Siempre que pienso en Rusia me acuerdo de Miss Melilla 2001 que, preguntada por el embajador de dicho país sobre qué sabía del mismo, contestó que en Rusia había gente maravillosa y algunos cambios en el tema de política. Aquella contestación sirvió para que nos riésemos de Miss Melilla durante años, aunque yo no tengo demasiado claro cuánto sabíamos los demás sobre ese país desde el final de la Guerra Fría y la caída del Muro de Berlín, el último capítulo de Historia Contemporánea de mi libro de Bachillerato.

Si a Miss Melilla le hubiesen preguntado hoy qué sabe de Rusia, seguro que se le ocurre contestar que es el país en que se pueden pegar palizas a mujeres, niños y ancianos bajo el amparo de la ley, el país en que la comunidad homosexual es maltratada y humillada públicamente, donde hay un control férreo de Internet y de las redes sociales, un país en que la desigualdad económica es la mayor del mundo (dos tercios de la riqueza están en manos de multimillonarios), el país en que los enemigos políticos desaparecen misteriosamente y del que Trump se quiere hacer amigo.

Rusia lleva demasiado tiempo pareciéndose a una dictadura y Vladimir Putin comportándose como un déspota de manual

Pero, ¿por qué sabemos tanto de Rusia últimamente? Prácticamente no hay semana en que no salga alguna noticia escandalosa sobre Rusia y sus múltiples violaciones de los derechos humanos. Cuando masacraban Chechenia y, más recientemente, conseguían la anexión de Crimea, no hubo tanto revuelo. Las redes sociales, expertas en difundir teorías conspiranoicas, apuntan ya a una campaña de desprestigio desde los medios occidentales para preparar un posible ataque al gigante ruso. Nos avisan de que se está allanando el terreno para convertir a los rusos en malos y tener vía libre para justificar futuras agresiones y bloqueos al país. O mucho nos toman el pelo, o las noticias, que se han publicado hasta en los medios de comunicación más progresistas e independientes, son ciertas. Lo raro no es saber de Rusia, lo raro es que hasta hace bien poco no conocíamos mucho más del funcionamiento del gigante vecino que Miss Melilla, a pesar de ser un país con enorme influencia geoestratégica en todo el mundo y con una población que roza los 150 millones de personas.
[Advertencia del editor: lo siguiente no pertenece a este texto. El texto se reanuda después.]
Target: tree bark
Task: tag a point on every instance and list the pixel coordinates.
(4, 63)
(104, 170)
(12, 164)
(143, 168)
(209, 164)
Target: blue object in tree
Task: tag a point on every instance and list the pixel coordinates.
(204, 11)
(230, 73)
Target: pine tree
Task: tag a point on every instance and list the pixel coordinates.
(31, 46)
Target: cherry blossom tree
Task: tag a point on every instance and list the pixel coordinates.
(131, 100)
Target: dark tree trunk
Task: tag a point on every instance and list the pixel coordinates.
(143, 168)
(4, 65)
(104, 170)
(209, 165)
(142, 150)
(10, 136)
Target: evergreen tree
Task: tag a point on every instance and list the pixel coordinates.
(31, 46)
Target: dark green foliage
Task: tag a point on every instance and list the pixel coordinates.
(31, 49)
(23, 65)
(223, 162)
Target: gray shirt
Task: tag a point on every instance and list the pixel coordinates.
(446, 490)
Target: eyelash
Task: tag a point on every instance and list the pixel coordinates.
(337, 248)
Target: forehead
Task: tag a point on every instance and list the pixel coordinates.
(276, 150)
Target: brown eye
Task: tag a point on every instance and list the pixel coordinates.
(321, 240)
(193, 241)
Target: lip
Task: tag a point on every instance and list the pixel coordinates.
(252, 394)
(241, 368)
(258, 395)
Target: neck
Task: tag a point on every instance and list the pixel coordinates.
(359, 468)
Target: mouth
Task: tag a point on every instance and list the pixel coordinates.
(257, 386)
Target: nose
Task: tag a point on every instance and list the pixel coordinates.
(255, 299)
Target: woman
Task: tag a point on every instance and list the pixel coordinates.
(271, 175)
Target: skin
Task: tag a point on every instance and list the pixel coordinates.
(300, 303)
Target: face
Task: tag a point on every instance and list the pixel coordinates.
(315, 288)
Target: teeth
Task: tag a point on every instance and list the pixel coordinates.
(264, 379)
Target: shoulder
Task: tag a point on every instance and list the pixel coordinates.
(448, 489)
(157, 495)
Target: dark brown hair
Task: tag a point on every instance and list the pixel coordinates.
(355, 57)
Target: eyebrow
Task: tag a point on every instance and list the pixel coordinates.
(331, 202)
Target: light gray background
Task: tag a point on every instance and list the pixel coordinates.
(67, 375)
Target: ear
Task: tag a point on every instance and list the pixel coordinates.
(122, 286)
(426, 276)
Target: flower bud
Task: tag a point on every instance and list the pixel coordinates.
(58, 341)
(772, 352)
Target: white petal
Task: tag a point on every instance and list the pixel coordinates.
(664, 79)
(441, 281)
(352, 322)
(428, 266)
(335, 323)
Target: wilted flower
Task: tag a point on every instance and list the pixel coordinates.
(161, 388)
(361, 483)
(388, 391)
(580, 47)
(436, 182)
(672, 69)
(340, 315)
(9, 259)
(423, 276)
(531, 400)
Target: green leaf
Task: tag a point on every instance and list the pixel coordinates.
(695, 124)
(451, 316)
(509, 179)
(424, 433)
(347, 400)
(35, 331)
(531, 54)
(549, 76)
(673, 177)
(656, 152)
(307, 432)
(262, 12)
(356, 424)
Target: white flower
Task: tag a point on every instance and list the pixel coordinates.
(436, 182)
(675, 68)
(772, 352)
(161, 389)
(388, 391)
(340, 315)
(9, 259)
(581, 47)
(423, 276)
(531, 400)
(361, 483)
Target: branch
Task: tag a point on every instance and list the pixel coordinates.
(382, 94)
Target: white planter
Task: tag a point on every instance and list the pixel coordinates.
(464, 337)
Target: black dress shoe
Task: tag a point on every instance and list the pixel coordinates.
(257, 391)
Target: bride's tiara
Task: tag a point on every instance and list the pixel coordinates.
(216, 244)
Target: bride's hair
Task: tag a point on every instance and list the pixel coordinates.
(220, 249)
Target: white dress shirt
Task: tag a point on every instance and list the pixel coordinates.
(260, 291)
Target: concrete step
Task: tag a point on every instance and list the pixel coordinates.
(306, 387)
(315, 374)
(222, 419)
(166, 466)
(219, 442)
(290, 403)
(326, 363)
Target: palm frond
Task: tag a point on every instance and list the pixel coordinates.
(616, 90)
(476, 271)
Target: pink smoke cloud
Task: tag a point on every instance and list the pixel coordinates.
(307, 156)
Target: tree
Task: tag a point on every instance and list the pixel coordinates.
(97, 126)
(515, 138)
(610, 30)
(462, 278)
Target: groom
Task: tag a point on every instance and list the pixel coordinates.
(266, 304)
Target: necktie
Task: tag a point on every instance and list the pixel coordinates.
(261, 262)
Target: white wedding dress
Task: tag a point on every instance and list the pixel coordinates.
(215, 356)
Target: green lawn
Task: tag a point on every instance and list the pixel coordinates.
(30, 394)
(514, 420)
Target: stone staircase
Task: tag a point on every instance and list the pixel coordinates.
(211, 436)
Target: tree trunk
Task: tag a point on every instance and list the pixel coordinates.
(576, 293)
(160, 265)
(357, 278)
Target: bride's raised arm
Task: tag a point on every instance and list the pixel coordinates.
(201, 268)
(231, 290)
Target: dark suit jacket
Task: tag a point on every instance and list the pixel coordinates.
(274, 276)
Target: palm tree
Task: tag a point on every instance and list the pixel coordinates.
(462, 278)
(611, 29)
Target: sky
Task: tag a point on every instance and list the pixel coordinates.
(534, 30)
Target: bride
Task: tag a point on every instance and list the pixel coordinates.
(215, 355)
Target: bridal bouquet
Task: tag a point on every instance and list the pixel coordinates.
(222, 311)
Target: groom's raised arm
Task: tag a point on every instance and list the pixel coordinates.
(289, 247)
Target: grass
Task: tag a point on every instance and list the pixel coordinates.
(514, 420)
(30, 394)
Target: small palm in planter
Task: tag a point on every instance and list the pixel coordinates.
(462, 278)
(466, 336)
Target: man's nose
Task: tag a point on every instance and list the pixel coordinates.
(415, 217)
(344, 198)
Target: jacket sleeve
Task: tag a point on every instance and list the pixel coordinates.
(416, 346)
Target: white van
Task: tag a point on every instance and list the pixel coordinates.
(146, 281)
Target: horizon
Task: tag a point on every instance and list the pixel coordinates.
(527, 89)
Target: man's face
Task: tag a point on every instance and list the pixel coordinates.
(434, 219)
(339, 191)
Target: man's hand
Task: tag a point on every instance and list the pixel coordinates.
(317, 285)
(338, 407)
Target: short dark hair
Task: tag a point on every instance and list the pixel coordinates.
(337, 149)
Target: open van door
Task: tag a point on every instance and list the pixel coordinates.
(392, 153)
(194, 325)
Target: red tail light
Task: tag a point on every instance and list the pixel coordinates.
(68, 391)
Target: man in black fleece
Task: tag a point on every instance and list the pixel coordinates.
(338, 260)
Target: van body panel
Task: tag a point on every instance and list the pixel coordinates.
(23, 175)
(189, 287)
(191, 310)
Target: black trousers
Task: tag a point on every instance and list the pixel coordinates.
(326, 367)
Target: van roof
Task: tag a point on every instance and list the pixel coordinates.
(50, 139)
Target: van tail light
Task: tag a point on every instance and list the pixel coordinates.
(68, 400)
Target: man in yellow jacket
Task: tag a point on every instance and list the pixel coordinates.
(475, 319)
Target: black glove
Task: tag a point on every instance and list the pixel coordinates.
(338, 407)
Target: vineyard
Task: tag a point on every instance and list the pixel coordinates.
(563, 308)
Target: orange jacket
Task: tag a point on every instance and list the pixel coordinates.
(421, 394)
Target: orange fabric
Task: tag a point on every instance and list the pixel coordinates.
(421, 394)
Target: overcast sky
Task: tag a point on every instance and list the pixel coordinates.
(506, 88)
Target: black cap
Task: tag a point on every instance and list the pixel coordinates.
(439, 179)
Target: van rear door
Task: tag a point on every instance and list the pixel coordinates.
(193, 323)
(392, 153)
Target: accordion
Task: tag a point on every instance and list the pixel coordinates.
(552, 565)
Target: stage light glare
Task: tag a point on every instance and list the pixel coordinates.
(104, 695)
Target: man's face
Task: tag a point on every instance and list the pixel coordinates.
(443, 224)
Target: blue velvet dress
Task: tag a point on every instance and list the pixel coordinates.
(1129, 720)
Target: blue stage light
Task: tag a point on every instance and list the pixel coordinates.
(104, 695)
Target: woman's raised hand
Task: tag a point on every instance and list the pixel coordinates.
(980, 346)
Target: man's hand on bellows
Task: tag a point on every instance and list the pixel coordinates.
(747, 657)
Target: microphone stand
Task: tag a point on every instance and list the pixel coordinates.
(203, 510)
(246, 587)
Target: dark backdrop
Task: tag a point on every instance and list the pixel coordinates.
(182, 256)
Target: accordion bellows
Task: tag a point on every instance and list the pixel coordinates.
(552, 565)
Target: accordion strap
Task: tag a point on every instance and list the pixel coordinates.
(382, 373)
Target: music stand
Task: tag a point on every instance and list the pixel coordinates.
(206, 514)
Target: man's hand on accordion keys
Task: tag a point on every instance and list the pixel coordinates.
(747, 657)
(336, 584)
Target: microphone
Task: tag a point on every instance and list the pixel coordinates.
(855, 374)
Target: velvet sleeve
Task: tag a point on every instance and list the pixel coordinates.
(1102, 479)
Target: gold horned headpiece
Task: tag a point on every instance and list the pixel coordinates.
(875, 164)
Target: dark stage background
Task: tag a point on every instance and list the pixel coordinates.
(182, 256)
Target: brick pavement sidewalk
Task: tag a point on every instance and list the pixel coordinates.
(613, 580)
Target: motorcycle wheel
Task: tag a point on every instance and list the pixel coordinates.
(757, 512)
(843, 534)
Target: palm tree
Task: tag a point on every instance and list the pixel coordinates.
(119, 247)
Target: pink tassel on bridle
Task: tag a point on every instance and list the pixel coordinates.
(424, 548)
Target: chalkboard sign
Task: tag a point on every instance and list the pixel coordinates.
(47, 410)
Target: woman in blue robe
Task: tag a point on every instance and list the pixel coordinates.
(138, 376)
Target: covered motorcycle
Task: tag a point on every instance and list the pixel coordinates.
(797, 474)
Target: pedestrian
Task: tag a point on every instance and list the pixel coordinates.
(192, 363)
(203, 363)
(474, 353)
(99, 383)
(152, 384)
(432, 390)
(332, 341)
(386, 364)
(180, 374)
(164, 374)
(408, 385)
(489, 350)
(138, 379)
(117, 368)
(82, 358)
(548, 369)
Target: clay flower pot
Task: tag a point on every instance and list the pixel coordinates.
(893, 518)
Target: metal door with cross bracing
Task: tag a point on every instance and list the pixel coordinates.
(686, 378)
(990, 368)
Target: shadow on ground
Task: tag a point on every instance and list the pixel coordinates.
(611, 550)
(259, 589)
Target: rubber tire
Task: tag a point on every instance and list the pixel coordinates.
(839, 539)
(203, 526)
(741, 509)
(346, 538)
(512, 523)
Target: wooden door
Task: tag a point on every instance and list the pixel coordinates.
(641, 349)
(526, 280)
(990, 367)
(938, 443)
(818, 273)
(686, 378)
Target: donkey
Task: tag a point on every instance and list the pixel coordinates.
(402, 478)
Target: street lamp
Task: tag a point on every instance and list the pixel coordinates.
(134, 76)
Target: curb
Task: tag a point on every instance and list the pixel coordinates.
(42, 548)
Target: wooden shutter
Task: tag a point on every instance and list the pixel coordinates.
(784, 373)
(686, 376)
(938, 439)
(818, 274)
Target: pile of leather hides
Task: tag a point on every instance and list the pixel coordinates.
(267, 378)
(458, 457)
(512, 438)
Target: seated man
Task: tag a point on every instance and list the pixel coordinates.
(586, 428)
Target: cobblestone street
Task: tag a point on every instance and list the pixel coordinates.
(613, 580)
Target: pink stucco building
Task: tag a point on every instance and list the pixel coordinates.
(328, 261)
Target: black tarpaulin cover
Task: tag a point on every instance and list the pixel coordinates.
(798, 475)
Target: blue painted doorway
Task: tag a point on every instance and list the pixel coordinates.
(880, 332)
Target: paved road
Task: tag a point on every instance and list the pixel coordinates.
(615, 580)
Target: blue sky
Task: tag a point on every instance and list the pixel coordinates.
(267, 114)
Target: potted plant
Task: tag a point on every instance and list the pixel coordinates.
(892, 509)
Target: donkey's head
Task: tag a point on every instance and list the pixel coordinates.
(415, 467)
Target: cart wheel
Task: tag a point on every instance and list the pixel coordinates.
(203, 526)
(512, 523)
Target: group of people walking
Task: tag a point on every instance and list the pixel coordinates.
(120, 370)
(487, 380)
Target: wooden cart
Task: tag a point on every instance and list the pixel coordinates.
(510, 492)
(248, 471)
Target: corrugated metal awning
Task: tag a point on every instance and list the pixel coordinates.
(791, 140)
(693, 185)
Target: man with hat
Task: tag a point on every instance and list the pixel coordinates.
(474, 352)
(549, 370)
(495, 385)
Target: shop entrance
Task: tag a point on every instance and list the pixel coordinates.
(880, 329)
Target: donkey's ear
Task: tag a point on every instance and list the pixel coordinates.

Rusia lleva demasiado tiempo pareciéndose a una dictadura y Vladimir Putin comportándose como un déspota de manual y un ególatra chalado obsesionado por extender sus fronteras más allá de su imaginación, bajo el silencio cómplice de Occidente y de las Naciones Unidas. Durante las dos décadas que lleva en el poder, Putin sólo dejó de ser presidente cuatro años, para pasar a ser primer ministro. La vigente legislatura lo mantendrá en el poder, al menos, hasta 2018. Durante su último mandato los exiliados políticos no dejaron de crecer.

El buenismo occidental pierde la legitimidad cuando se cuestiona a si mismo criticando regímenes autoritarios

El buenismo occidental pierde la legitimidad cuando se cuestiona a si mismo criticando regímenes autoritarios. Estaría bien preguntar a los homosexuales refugiados en España qué opinan del gobierno ruso, o a los padres de mismo sexo que quieren adoptar niños allí, a los adversarios políticos que intentan ejercer la democracia o a los pocos periodistas que aún tienen el valor de ejercer su profesión de manera más o menos libre en el país.

No temo la supuesta avalancha de las noticias de Rusia, temo la realidad rusa y las consecuencias sobre su población. Temo a Putin igual que temo a Trump, porque estos dos tipos son de verdad y gobiernan un mundo lleno de botones rojos. Temo que nos estén bañando con las noticias esperpénticas sobre el comportamiento del gobierno ruso con la única justificación de advertirnos que, en el fondo, podríamos estar mucho peor. Y temo el vodka con limón, que deja una resaca horrible.